Sandy Hook Observations: After the fact, Part 3

 I was going to do all of them in one blog, but it is a daunting task and there are so many, so I decided to break them up and do one every week or two. I realize that most are sick of it all by now and either way they don't want to read a 30 minute blog. So, I broke them up. At the end of this blog, I will list the first two if you wish to read them.

Here is the third one.

It has now been 11 weeks since the tragedy at Sandy Hook School in Newtown, Connecticut. They say time heals all wounds. We could debate that, but time does seem to take the sting out of them. As time passes, the emotion of that day and the week or two that followed has given way to lots of discussion and debate. And as it stands now, pretty much the status quo and a return to how it was before. That is what almost always happens in these types of situations. Will there ever be any concrete, tangible changes because of what happened at Sandy Hook? I doubt it. But at least for a short time it brought those issues to the surface like no other event since 9/11.
There were so many layers to this story and all the hysteria and debate it caused. When you boil it down however, Sandy Hook was the act of one very disturbed 20 year old and the tragic loss of 28 lives. Yes, I wrote 28, because I include Adam Lanza in that. He was human and I am sure if he had his choice he would not have wanted to been born broken and disturbed. That isn't really what this blog is about, but I wanted to mention that right off the top. A lot of people lost their lives on December 14th, 2012 and millions of others will be forever effected in some way. 
This blog however is about some observations I had in relation to what happened before and after the incident. Some bear on what did happen, but only indirectly.

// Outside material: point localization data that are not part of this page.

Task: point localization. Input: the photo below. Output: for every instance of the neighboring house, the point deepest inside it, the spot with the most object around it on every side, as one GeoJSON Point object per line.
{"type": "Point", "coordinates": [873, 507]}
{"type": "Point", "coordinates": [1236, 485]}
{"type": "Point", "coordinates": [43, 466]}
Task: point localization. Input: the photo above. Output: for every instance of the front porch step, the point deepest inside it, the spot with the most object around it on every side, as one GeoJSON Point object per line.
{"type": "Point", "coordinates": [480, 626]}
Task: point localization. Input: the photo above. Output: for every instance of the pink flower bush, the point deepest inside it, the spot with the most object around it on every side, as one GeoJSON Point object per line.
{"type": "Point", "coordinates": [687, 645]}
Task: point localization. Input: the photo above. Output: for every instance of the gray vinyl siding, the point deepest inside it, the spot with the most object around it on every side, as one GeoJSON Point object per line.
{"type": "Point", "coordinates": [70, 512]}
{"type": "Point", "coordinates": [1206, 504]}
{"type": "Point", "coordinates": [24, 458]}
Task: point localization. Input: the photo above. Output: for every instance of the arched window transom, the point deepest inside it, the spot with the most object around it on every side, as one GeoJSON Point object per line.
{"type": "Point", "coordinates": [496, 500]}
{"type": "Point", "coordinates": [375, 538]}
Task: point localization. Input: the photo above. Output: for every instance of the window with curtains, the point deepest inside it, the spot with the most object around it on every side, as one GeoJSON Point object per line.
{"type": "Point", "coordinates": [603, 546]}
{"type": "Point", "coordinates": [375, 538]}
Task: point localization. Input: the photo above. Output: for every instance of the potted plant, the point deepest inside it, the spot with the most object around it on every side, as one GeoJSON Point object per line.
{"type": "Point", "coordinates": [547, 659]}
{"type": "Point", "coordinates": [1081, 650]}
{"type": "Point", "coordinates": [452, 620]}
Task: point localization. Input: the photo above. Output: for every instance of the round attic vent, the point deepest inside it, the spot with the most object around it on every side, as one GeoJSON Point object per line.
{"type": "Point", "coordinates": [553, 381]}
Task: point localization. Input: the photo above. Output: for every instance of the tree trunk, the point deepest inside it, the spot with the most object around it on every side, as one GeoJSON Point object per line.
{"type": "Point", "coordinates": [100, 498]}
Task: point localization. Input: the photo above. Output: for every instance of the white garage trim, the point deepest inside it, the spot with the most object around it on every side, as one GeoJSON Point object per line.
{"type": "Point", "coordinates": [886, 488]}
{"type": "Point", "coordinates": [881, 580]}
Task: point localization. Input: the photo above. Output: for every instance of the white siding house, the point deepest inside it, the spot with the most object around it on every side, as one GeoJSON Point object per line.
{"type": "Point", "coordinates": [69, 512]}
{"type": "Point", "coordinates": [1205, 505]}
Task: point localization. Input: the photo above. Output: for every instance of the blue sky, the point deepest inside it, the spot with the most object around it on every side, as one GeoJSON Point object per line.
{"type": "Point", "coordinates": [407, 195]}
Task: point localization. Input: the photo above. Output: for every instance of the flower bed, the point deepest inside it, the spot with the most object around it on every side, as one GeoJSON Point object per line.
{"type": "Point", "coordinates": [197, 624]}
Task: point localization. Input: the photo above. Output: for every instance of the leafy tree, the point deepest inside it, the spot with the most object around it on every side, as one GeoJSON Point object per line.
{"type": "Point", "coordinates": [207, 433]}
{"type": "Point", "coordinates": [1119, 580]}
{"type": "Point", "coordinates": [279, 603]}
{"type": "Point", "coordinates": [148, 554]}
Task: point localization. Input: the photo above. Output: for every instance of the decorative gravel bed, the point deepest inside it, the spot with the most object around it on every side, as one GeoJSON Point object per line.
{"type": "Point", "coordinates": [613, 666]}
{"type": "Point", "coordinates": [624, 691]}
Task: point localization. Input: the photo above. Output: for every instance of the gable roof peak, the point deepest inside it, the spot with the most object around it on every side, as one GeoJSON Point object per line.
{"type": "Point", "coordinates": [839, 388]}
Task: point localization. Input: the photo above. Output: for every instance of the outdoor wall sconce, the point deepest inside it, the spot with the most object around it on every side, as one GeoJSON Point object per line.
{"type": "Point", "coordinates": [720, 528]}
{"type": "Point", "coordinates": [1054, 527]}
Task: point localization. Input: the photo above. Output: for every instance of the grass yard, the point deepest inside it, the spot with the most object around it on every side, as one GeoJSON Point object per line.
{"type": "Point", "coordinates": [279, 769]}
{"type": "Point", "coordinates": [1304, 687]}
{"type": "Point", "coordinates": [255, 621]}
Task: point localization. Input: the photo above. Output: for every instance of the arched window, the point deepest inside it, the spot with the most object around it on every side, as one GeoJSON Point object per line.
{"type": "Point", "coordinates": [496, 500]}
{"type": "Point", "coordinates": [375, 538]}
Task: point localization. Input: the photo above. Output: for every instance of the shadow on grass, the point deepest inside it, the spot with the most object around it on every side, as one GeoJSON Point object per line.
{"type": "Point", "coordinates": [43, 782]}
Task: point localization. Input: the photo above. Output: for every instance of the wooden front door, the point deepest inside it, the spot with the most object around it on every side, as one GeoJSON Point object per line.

3) If we had armed guards in schools, malls, theaters, stadiums..etc...things would be safer and innocent people wouldn't get shot.

"Every mom and dad would feel better if we have a police officer in that school. A good guy...with a protect them."

 -Wayne LaPierre

This statement brought up so many points I could write 10 blogs on it. But basically it all boils down to one thing: Do you want to live in a society that requires armed guards just about everywhere, to ensure our safety, all the time knowing that wouldn't work anyway?
I don't. 
But just for arguments sake,  lets hash out the probabilities anyway. 
What if we put armed guards at the door of every school in the United States?
First off, what would that cost? If your taxes went up 5% a year, would you be willing to pay that? I wouldn't. I doubt most would. But lets say they would pay for it. Then what?
Well, unless there is just one entrance to the school, which would be foolish considering the chance of fire, then we would need 2 or 3 armed guards minimum to cover all bases. So, now our taxes are up 10%. Would you pay that? I wouldn't. But lets say we would.
What about the windows? Couldn't a crazed gunman just come up beside the classroom, with the same AK-47 and start shooting? What would the guard do about that? Should we take all the windows out of every school and every classroom? Why don't we just make them jails while we are at it. 
Aren't we teaching kids that school is not a safe place to be if we start doing these things? Of course we are. Is that the message we want to send to kids? I don't think it is. 
School is a place to learn. They will learn and also they will become aware that there is some risk to anything, albeit extremely a low risk when it comes to school shootings. Because in reality, it almost never happens.
But lets say that we close all the windows. We now, theoretically, have all the doors and windows covered. But you have to get the kids there and get them home. The vast majority of parents can't and don't take their kids to school. They take the bus. Should we now put armed guards on the school bus? Would that even matter? What if the crazed person went in the middle of the night and put a bomb under one of the seats. Can we stop that too? Should we even try? 
Lets say we could. We could stop that. Kids have to get off the bus and go home at some point. When 4 or 5 kids get off the bus and start to walk, can't the crazed person get them then? And do they even need a gun? No, they don't. They could just use a car. Should we take all cars away and licenses away? 
Yes, so now lets do that. Can't the gunman just get a knife and walk right up and stab the kids to death on the street? Of course he/she can..and will. Where does it end?
Lets suppose this all works. Now teachers can carry guns too. Do they always have to be mindful of where their guns are? Sure they do. Because what if some kid took it and began playing around with it at recess, as kids are want to do. How can they concentrate on teaching, which is their actual job? They can't.   
 In life we understand that we take certain risks. Acceptable risks based on the probability that they will work out in our favor.
Driving a car on a daily basis is one of those. Will we get in an accident at some point. Yes, that is likely. Will we die from that accident? Some will, but very few and we aren't likely to do long as we are careful drivers and we avoid high risk areas and weather conditions.
Flying on an airplane is another. Are we likely to crash? Highly unlikely. The odds are stacked against that happening. But if we do crash, we are likely to die. We accept that risk when we aim to go to places quickly that we otherwise would not be able to go to.
What is the likelihood that our children will be shot by a gunman in school, or ourselves in a movie theater? Less likely than dieing in a car accident and certainly infinitely less than crashing in an airplane. That doesn't mean it wont happen. It will. At some point in the future, some crazed gunman is going to do again what Adam Lanza did. You can count on that. And that is a tragedy. But an even bigger tragedy would be taking a knee jerk reaction and depriving our kids of a proper education,  one in which they don't pass an armed guard at the front door of the school. An armed guard who is highly unlikely to ever encounter a crazed gunman, but very much more likely to get into a confrontation with a rowdy student and shoot him/her where they otherwise would not be able to.
Can we make schools safer? Maybe. There is always room for improvement. Can we stop a crazed gunman from killing a bunch of kids if he/she wants to, really, really wants to? No. We cannot. If schools become safer in some way because of this, then that is great. If this results in more armed guards at the front of schools, then that is one of the worst results of this tragedy.
Some people will always be harmed, in this case shot. There is nothing we can do about that. When you have a country of 350 million people a certain percentage will get shot, armed guards or not.